My pipeline is almost empty. This is a scary thought because a few things transpired in the last 30 days to cause this and I did nothing to stop them. August and September are my biggest months for people that rent my cabin. I haven’t been home in 3 weeks. It’s just 3 different groups booking my place for a week at a time and a cleaning person going by after each person leaves to clean up. The issue is that I didn’t untag any of my kegs before leaving. Beer is a “perk” along with the open bar. I have never had an issue with people drinking too much liquor but the beer seems to go very fast. 6 people a week for 3 weeks and 4 kegs were empty. Uh-Oh.
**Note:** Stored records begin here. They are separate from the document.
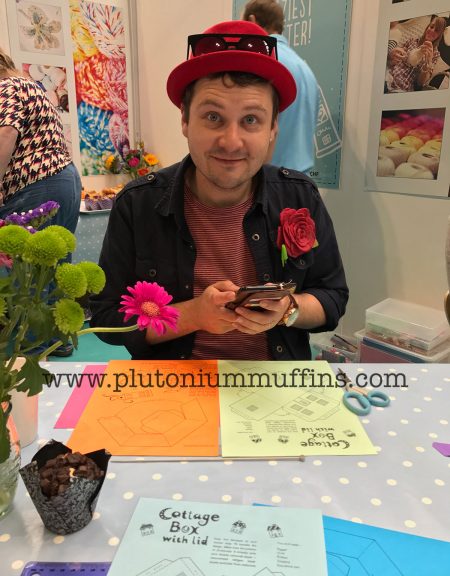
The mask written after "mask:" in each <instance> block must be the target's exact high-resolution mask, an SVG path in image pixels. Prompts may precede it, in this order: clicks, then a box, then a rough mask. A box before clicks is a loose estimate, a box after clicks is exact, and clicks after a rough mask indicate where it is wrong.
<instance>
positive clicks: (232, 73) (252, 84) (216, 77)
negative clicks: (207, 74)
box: [182, 72, 280, 126]
mask: <svg viewBox="0 0 450 576" xmlns="http://www.w3.org/2000/svg"><path fill="white" fill-rule="evenodd" d="M205 78H209V79H210V80H215V79H216V78H222V82H223V84H224V86H227V84H226V80H227V79H229V80H231V84H236V85H237V86H252V85H255V84H269V86H270V87H271V88H272V103H273V107H272V126H273V125H274V123H275V120H276V119H277V117H278V111H279V108H280V97H279V96H278V92H277V91H276V90H275V88H274V87H273V86H272V84H270V82H268V81H267V80H265V79H264V78H261V76H256V75H255V74H250V73H248V72H216V73H215V74H209V75H208V76H205ZM196 82H198V80H195V81H194V82H191V83H190V84H189V86H188V87H187V88H186V90H185V92H184V94H183V100H182V104H183V116H184V120H185V121H186V122H189V111H190V107H191V102H192V98H193V97H194V92H195V84H196Z"/></svg>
So, yesterday I ordered some beer supplies and ordered the ingredients for my first all-grain batches. This is pretty exciting. First, what’s in the fermenters now that I can transfer over?
- I have 4 kegs that are dirty and must be cleaned. that happens tomorrow.
- I have a very dry honey saison with some coriander and orange peel in the fermenter now for about 4 weeks that needs to be kegged
- I have a 10.5% Imperial IPA all Galaxy hops that is ready to be kegged. It’s been in the fridge for a week so the yeast cake should be pretty hard and beer should be easy to rack. It’s a 4 week old beer now so I hope the HUGE tropical fruit profile is still in your face. With that ABV, maybe the 4 weeks was actually a good thing?
- I bought the ingredients to make my first soda. My GF loves Root Beer so I’m going to make that first. I also bought extracts for Raspberry Soda and Cream Soda. I’ll make one as soon as the other runs out. I’ll always have a soda on tap which will be pretty cool. I need to do more research on how serving sodas is different than beers. It’s a VERY high sugar content so does this mess up my serving lines over time?
- After that, I’m making my first “sour” but it’s not a Lambic style sour. It’s actually a Berliner Weisse. The beer is consisting of a lot of german malts and will be a very low ABV like around 2.5%. It will have some sour characters to it which get stronger the longer you keep it in the fermentation chamber. The german notes of this beer will come out in the first 10 days then 2-6 months later, it will develop very sour notes. I’m adding Raspberries to it to have a nice fruitiness to accompany the tart characters. This beer won’t be ready until January at the earliest.
- I’m also doing a honey porter that’s an extract recipe kit from Midwest supplies. This should be delicious as the temperature drops. I’m going to consult my buddy dave over at Blue Lobster. He did a citrus porter once with lemon zest and I hear it came out great. I’d like to know the percentage of zest he used. I watched him grind it fresh and it seemed like a lot of work!
- Also arriving this week is an all-grain Hefeweizen. This will also get the fruit treatment. I’ll probably use Raspberries but I was thinking of Blackberries as well since they’re in season up here in New Hampshire. I have a week to decide on that one.
- I’m trying my hand at an Imperial Stout again. This is a partial-mash stout. Last time I added too many toasted oak chips and too much chocolate. The stout was unbalanced so I bottled about 2 gallons of it. No one liked it except for one friend. Maybe it’ll get better in 6 months. Doubtful. So, this is an Imperial stout and I won’t be adding any smoke to it at all. Instead, I’m going to brew some coffee and add a slight bit of chocolate to it. Tweaking this one for balance is key. I hope it comes out alright.
- Finally, I’m going to do an All-Citra Double IPA again. The last Citra IPA I did was delicious and I loved the one glass I had before my guests finished the keg as soon as I left. Same recipe but it’s going to be all Grain instead of extract. Should make for a prettier batch. We’ll see.
I now have 5 carboys, 2 fermentation buckets and 5 kegs and a case of swing-top 1 litre bottles so I can brew these up pretty easily. I have to get one more carboy probably since the Berliner Weisse will take up one of my carboys for so long. The total cost for “what’s next” was $210. That’s not too bad for all that I’m getting. I imagine the Saison and Imperial IPA that are being kegged this week will be finished off at the Hill Farmstead Harvest fest next weekend. I’m taking the kegs to that to share with friends. I bought two ball-lock faucets so I can hook up CO2 to the two kegs and serve off the faucets that can just be thrown on the connector. I just have to figure out how to keep the kegs cool all day. Oh, I should be clear..these kegs are for the night time camping activities.
So, that’s the pipeline. This upcoming week will be a brew day every single day until I run out of fermentation chambers which shouldn’t happen.
If you have any thoughts specifically about the zesting of lemon for the porter or how much chocolate or coffee to add to the stout and finally, when I should add the raspberries to the berliner weisse, I’m all ears. Thanks for reading and for the always awesome comments.